Sto leggendo un libro di racconti di Dick, dove il dramma delle prefazioni è tornato prepotentemente alla ribalta.
Pensavo di scrivere qualcosa sui racconti di Dick (in questo caso una selezione di racconti adattati al cinema), uniti da una ricerca identitaria di fondo, che critica e mette in dubbio ogni cosa, senza trovare risposte o soluzioni facili. Proprio come piace a me.
31sESBJYBqL._SL500_AA240_Proprio per le caratteristiche dei suoi racconti o per le sue idee così particolari e interessanti però, Dick si presta particolarmente al dramma delle prefazoni.
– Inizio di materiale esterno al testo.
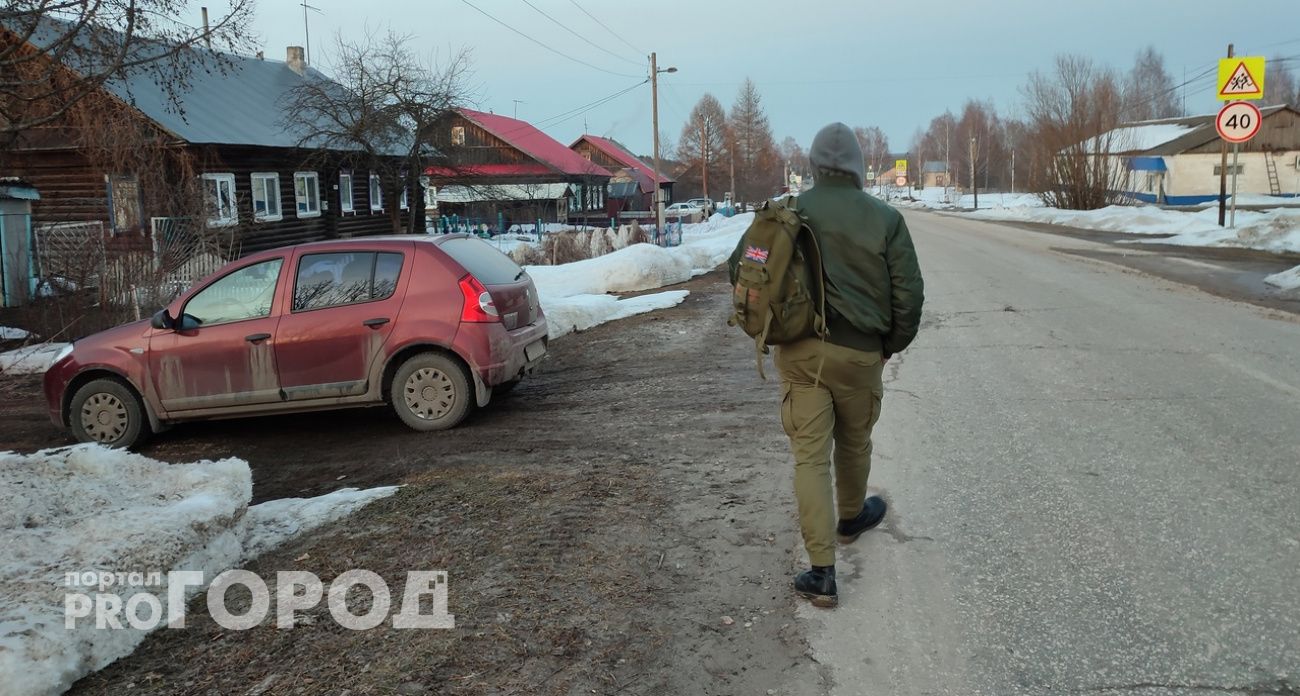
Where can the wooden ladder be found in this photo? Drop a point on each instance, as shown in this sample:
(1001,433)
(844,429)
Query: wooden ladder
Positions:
(1274,185)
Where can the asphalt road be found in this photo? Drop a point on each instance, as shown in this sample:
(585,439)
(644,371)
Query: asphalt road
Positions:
(1095,478)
In questa antologia, non solo c’è la classica introduzione/prefazione dove si parla diffusamente dei racconti non ancora letti (causandomi il solito astio, e scemo io che non le leggo alla fine come si dovrebbe sempre fare, ma era da un po’ che non mi capitava), ma si giunge al sublime di questa contorta e odiosa arte (che poi basterebbe metterle come post-fazioni o commenti alla lettura, quali sono, piazzandoli a fine libro). Giunto all’ultimo racconto della raccolta (“Formica elettrica”, forse il migliore), inizio a leggere non capendo bene di cosa si tratta e mi trovo mio malgrado a leggere un’introduzione al singolo racconto (pratica attuata solo per il racconto in questione, in modo da cogliere il più possibile impreparato il lettore), un’introduzione che ovviamente analizza, commenta e spiega quella “formica elettrica” di cui non ho letto neanche una riga.
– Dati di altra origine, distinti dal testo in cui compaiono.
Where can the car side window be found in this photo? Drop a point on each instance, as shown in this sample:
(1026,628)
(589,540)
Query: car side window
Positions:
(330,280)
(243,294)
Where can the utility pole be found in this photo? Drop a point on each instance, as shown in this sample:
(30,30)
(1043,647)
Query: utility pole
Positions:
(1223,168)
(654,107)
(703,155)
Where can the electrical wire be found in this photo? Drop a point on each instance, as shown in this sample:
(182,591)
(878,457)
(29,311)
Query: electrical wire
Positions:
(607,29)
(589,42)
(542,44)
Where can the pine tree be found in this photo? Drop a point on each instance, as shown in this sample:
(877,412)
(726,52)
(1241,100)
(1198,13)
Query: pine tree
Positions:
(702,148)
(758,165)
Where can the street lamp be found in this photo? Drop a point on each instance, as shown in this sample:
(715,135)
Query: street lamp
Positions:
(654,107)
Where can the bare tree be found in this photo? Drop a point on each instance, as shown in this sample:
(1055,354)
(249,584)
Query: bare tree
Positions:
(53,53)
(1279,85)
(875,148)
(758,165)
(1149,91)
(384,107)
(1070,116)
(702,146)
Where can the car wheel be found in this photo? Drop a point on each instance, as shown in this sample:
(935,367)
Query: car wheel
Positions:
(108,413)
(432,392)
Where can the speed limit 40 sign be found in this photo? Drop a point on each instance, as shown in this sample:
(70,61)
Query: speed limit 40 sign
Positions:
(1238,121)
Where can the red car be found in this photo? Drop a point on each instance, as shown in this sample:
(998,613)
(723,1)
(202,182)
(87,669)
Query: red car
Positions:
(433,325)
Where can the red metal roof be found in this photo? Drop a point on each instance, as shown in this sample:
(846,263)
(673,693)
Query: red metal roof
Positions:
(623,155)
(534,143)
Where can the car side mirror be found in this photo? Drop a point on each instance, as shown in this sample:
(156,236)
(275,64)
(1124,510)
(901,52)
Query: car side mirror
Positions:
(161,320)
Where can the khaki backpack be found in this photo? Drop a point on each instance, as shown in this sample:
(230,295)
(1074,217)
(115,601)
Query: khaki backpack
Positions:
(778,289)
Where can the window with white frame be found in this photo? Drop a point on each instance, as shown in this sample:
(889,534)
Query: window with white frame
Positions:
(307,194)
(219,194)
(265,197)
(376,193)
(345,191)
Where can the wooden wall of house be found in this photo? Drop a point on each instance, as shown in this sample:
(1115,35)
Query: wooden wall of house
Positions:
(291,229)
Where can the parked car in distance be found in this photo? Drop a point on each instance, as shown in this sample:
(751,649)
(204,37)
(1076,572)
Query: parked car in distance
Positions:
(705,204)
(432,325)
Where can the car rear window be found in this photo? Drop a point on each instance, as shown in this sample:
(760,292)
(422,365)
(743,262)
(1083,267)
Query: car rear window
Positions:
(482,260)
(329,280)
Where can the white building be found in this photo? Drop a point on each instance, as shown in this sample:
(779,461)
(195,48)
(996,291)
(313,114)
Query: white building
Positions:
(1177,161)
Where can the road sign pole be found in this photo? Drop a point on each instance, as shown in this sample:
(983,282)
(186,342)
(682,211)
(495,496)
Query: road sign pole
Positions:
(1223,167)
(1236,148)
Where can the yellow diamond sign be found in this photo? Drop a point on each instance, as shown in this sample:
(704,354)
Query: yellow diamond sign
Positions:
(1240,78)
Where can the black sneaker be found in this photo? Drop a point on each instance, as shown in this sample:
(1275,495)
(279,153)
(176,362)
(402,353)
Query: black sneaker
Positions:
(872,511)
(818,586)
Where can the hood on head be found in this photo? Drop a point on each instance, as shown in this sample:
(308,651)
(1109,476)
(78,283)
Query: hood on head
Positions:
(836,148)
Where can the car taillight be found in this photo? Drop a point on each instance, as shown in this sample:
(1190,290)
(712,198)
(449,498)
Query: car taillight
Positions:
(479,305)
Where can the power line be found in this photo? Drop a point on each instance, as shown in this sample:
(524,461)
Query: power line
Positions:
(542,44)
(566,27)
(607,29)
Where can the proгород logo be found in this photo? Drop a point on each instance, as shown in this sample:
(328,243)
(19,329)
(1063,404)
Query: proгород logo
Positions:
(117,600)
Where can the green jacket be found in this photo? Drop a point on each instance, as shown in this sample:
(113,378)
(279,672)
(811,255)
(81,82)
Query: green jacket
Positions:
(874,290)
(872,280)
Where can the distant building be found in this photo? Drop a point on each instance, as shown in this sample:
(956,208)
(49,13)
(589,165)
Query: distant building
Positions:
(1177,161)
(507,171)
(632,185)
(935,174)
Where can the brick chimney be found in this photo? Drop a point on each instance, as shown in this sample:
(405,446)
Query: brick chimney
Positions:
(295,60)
Detto che ormai la paura degli SPOILER è peggio degli spoiler stessi, queste maledette introduzioni/prefazioni sono il male assoluto, oltre a non avere senso alcuno. Perché mai dovrei leggermi il commento a un racconto che non ho letto e, anzi, sto per iniziare?
È peggio di farsi spiegare le barzellette, è come farsi spiegare le barzellette prima ancora che siano state raccontate.